/quickhpc

An easy to use tool to stream hardware performance counters data as CSV

Primary LanguageCMIT LicenseMIT

Why this tool?

You could use perf-stat (included in Linux) but its minimum resolution is 100 ms. This tool reached a resolution of 3 microseconds in some cases. More than 30000 times faster! I used this tool for some of my projects and even though it is extremely simple I could not find anything similar online (suggestions are welcome).
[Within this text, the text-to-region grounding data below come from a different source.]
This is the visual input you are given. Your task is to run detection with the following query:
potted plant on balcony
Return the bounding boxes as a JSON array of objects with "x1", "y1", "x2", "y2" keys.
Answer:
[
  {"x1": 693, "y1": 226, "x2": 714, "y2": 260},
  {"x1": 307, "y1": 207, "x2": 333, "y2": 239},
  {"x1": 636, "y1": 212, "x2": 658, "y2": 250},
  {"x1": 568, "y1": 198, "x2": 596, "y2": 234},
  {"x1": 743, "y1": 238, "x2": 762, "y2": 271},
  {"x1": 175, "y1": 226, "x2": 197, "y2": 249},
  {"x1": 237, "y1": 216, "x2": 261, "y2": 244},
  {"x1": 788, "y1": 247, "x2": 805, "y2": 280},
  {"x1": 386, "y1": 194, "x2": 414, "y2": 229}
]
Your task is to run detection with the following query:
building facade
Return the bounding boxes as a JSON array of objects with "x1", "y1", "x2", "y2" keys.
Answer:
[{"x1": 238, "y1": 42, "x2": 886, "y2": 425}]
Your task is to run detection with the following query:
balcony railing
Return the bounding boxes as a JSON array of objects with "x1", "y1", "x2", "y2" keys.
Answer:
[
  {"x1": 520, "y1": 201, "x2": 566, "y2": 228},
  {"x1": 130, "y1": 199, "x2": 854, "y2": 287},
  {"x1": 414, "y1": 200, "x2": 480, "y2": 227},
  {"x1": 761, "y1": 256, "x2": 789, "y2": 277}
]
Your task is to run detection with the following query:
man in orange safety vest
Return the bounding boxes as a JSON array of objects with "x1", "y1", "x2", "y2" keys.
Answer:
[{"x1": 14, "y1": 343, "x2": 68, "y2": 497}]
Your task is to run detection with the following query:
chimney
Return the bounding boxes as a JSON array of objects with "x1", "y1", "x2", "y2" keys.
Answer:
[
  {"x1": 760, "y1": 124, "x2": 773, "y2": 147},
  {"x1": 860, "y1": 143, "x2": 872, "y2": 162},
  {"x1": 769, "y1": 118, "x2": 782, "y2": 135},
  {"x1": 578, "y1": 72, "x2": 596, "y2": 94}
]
So here it is.

Build

  • Download and untar PAPI
  • Set the right path to PAPI's folder in the Makefile (variable PAPI_DIR)
  • Build PAPI (./configure; make is enough)
  • Run make

That's it!

Usage

./quickhpc OPTIONS

where OPTIONS can be:

  • -c Path to the file that contains the list of events (one per line) to monitor (make sure they are available by running papi_avail)
  • -a PID of the process to attach to
  • -n Number of iterations, each iteration lasts the duration of an interval
  • -i Interval for each measurement (i.e. time between then the hpc is start and stopped) in the order of microseconds

The output of the program is organized as CSV data complete with headers and (for the time being) some debug prints at the top. An example follows:

Using config file: /home/user/events.conf
Monitoring the following events:
PAPI_TOT_INS
PAPI_L3_TCM
PAPI_L3_TCA
Monitoring for 10000 iterations
Attaching to PID: 5403
PAPI_TOT_INS,PAPI_L3_TCM,PAPI_L3_TCA
142948,9,307
128214,9,266
78173,69,363
124587,32,168
116464,38,209
126420,28,177
126188,27,133
118189,41,170
127132,25,179
130775,28,144
...

A sane, standard format.

Example

  • Collect data during an openssl signature for 1000 iterations (each iteration is as fast as papi_clockres reports):

openssl dgst -sha1 -sign test_data/private.pem test_data/test.pdf & quickhpc -a ${!} -c ~/papi/events.conf -n 10000 > data

  • Collect data about process 1234 for 100 iterations of 100 ms each:

quickhpc -a 1234 -n 100 -i 100000 -c my_events.conf

Events file

A simple file with the names of the events you want to monitor (you can retrieve the complete list of supported events by running papi_avail).

Example

PAPI_TOT_INS
PAPI_L3_TCM
PAPI_L3_TCA

Is used to retrieve total CPU instructions, total L3 cache misses and total L3 cache accesses.